The extent of incest is not known. What we do know is that it is difficult for families to report to authorities when inappropriate sexual behavior occurs among or between family members.

The full extent of this problem, even today remains hidden. Of the known sexual abuse, 75 percent is committed by the children’s own parents.

The victims are usually girls between 8 and 12, with 20 percent under 7. There are also many young boys abused by both men and women, with increasing incidents occurring in our schools and churches.

One girl out of four and one boy out of 10 will be sexually assaulted at least once before the age of 18 — and for those trapped in the nightmare of incest, the average period of abuse is seven years.
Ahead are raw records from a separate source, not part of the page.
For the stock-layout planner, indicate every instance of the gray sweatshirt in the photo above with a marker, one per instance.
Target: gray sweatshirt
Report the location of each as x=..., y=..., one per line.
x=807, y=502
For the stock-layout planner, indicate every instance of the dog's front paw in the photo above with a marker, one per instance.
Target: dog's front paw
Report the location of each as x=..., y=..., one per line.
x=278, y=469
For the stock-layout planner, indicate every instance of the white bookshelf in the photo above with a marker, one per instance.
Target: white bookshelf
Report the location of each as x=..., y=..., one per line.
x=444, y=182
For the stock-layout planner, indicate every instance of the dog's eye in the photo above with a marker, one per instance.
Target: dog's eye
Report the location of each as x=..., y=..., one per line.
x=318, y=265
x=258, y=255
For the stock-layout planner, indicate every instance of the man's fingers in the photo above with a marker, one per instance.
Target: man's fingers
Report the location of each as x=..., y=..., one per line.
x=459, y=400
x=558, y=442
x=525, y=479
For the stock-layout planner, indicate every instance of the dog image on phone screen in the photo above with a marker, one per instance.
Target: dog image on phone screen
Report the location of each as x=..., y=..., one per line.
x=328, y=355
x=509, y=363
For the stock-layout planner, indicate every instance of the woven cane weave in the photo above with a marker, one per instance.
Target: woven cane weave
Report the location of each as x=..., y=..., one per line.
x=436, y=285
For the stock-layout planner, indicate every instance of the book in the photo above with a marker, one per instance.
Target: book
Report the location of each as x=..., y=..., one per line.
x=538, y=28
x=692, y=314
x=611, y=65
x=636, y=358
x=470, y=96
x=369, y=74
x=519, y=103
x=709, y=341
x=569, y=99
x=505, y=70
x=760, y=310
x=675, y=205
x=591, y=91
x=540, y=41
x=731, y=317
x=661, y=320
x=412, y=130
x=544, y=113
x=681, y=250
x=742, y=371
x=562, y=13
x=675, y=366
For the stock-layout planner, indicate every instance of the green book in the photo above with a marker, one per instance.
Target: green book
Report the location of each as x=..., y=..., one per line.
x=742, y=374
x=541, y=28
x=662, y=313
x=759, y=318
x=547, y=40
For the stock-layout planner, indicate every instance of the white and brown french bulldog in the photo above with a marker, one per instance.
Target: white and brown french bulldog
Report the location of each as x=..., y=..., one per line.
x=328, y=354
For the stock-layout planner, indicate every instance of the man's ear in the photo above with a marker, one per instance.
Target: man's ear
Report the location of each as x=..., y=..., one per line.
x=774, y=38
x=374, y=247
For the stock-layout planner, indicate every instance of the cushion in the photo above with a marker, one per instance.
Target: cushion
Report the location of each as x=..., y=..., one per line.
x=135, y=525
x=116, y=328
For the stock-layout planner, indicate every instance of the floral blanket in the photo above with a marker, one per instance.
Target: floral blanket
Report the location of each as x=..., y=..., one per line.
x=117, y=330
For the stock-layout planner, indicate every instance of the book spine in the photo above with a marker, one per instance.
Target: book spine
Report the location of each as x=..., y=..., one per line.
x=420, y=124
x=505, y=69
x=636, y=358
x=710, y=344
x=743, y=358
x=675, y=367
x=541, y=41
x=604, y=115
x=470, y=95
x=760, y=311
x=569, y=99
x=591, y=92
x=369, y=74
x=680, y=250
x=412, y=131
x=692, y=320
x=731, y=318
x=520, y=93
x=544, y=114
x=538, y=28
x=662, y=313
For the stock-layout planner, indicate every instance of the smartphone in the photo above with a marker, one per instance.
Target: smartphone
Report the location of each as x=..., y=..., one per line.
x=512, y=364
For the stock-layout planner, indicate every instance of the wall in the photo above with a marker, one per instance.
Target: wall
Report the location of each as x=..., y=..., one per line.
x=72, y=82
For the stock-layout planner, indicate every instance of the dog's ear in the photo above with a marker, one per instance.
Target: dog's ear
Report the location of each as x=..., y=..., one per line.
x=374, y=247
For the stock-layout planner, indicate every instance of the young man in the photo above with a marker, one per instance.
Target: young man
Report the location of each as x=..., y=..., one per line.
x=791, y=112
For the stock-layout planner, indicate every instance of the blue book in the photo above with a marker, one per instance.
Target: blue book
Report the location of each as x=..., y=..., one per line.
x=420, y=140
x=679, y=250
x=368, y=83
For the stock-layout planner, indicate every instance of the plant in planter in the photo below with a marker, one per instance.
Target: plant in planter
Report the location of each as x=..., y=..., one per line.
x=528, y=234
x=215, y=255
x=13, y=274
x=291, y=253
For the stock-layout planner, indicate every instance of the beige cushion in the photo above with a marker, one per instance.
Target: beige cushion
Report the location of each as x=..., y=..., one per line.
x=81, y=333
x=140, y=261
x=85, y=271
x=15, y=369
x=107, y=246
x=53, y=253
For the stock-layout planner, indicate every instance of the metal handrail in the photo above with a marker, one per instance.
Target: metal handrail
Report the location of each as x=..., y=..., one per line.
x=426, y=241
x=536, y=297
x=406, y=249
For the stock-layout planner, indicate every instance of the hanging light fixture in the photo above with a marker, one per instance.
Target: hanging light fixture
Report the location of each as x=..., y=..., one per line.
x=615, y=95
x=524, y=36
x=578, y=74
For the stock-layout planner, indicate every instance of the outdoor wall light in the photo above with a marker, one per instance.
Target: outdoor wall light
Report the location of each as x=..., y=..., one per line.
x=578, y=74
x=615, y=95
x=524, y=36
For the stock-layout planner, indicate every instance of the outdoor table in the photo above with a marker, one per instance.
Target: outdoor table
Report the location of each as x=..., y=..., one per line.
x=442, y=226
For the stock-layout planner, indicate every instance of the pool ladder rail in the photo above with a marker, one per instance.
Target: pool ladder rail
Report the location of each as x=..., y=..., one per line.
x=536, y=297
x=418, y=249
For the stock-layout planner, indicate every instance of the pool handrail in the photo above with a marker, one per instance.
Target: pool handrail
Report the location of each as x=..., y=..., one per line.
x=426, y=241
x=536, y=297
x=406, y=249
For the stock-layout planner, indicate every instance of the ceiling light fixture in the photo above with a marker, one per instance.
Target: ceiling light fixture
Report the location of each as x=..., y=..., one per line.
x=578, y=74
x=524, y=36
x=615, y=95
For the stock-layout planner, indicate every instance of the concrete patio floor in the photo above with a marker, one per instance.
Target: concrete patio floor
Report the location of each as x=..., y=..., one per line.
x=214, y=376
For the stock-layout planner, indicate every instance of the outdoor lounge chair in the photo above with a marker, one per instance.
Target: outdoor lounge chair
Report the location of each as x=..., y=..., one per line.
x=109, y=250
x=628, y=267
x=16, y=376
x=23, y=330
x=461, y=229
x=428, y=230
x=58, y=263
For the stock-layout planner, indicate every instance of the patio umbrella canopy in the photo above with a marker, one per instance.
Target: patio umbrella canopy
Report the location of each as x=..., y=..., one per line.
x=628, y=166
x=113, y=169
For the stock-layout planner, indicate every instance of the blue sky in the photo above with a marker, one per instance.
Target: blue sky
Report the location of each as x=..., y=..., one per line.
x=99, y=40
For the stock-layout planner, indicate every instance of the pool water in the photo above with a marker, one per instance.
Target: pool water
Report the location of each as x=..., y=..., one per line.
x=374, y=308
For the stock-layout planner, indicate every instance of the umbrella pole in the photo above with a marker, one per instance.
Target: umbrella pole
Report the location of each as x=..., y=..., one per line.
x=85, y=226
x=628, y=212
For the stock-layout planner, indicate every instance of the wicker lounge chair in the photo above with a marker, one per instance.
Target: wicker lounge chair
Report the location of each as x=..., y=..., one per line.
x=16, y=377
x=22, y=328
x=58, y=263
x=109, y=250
The hurt and long-term effects are understandably alarming. In recent studies, we know that among prisoners and prostitutes is a strange relationship characterized by having been sexually abused as children.

For a long time, until a few years ago, I operated under the assumption that a child resulting from incest would be retarded or externalize behavior that would clearly indicate the need for psychological intervention. I was familiar with the practice of some cultures marrying among relatives but never personally encountered an individual who was the offspring of an incestuous relationship.

In a metro-Atlanta school system I was introduced to a 15-year-old young lady who was doing quite well academically, and appeared to be progressing normally through adolescence. Even though there was an appearance of this healthy exterior, someone in her family decided that she would enter counseling at an early age to avoid potential social adjustment or mental problems.

You see, this young lady was not personally assaulted, she was the daughter of her mother’s father. This made her grandfather her father as well. The person who gave birth to her as a result of this incestuous relationship, has to live with the fact that she is both mother and sister to the child.

No one can truly predict what is going to happen to this young lady in the future. When I met her, she seemed to be full of life, concerned only about the typical problems facing teenagers.

Her case, however, reveals that incest and the molestation of our children should never be all in the family.